Is there any concern regarding a database primary key exposure?
It depends on what the primary key is. If the primary key is the user's email address or other personal information, then obviously you should never expose it to anyone other than the user. Even if the primary key were the username in the form of FirstName.LastName you should be weary of exposure. Typically though, the primary key will be either an integer or guid which has little meaning by itself, and so I will base the rest of this answer on the typical case.
In general, if the application is designed and secured properly, then revealing meaningless User IDs should not pose a security risk. However, this is not true for all primary key fields in the DB. For example, suppose there is an email validation table that has a guid that appears in a link that is emailed to the user. Those single-use IDs should not be made public because otherwise someone would be able to submit a fake email address and still validate it.

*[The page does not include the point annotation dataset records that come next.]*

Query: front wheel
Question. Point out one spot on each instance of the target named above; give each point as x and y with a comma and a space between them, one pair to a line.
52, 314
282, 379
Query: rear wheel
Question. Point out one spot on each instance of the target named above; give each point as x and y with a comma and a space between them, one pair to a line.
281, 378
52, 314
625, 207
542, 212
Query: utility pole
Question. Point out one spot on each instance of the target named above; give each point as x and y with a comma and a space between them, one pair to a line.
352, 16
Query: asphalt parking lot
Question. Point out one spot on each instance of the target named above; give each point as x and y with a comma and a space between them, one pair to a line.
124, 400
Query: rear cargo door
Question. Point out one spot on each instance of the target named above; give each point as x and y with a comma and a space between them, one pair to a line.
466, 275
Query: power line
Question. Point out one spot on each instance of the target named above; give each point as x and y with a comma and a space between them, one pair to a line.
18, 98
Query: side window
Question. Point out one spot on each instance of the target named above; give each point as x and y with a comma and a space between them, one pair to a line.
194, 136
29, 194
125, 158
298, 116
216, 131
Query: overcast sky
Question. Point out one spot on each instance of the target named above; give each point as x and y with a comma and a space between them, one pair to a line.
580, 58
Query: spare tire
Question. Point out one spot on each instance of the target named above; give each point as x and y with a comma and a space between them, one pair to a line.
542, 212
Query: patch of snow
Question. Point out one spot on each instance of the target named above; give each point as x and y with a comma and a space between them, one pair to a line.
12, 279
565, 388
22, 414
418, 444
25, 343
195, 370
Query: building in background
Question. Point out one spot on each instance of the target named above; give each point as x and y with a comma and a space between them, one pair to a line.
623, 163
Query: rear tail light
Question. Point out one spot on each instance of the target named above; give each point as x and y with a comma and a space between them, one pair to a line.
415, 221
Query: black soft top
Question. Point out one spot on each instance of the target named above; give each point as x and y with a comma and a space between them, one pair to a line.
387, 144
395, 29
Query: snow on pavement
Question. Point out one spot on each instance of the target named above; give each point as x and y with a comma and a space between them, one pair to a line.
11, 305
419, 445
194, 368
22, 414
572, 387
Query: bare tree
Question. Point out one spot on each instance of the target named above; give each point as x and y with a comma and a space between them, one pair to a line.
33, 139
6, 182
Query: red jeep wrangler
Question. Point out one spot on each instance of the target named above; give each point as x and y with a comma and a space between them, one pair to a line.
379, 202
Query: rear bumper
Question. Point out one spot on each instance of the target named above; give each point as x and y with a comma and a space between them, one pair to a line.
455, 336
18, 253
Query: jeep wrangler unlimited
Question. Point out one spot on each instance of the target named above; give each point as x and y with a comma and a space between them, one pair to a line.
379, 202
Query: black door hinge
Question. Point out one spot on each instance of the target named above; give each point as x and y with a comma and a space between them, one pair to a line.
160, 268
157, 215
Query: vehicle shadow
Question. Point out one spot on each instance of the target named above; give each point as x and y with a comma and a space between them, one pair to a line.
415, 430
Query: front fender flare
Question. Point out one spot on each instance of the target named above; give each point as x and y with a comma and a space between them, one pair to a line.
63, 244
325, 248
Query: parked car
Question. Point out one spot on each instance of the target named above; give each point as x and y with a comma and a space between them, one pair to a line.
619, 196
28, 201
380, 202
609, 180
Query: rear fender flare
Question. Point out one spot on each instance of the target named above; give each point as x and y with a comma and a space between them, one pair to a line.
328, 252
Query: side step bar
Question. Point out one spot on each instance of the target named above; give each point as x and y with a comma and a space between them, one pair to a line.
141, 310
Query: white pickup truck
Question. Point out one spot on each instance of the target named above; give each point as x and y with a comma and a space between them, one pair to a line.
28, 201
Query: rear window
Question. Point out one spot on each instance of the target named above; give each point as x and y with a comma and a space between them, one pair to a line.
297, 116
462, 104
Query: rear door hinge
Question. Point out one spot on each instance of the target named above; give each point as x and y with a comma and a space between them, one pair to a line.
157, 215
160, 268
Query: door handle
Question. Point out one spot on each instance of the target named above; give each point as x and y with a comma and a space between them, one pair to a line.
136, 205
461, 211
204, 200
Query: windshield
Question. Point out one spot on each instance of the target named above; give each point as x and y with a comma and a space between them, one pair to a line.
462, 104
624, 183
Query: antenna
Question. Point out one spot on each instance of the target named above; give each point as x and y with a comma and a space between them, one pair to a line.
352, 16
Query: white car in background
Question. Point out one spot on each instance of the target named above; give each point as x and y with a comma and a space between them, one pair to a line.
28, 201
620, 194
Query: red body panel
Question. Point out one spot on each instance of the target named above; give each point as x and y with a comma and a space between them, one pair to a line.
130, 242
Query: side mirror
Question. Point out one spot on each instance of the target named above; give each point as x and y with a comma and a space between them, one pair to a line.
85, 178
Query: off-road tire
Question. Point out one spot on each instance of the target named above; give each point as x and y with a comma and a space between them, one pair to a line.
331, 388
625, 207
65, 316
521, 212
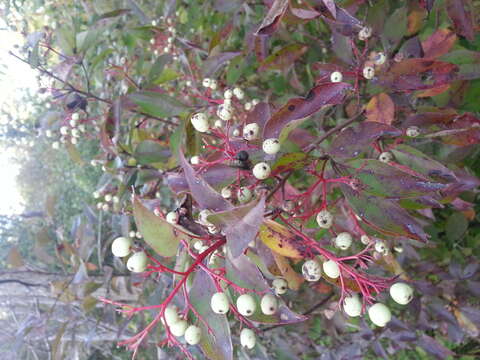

Their are other considerations too that are not necessarily related to security. For example, if you use integer IDs, and you have a public profile page like Matthew mentioned in his comment, then someone could iterate through all of your users and find out information that perhaps they should not know. Examples might be the demographics of your user base, or the exact number of users that your website has, etc. Note this would not be a problem if you use random guids for the primary key, or if you do not expose the public users by the primary key.
The information you are trying to keep confidential is the records in the database, not the actual labels on the columns. I think its pretty common to use PKs with names like "id", "pid", "cid"... so hiding it may be just an instance of Security Through Obscurity.
Its not something I would advertise but I wouldn't go to great lengths to hide it.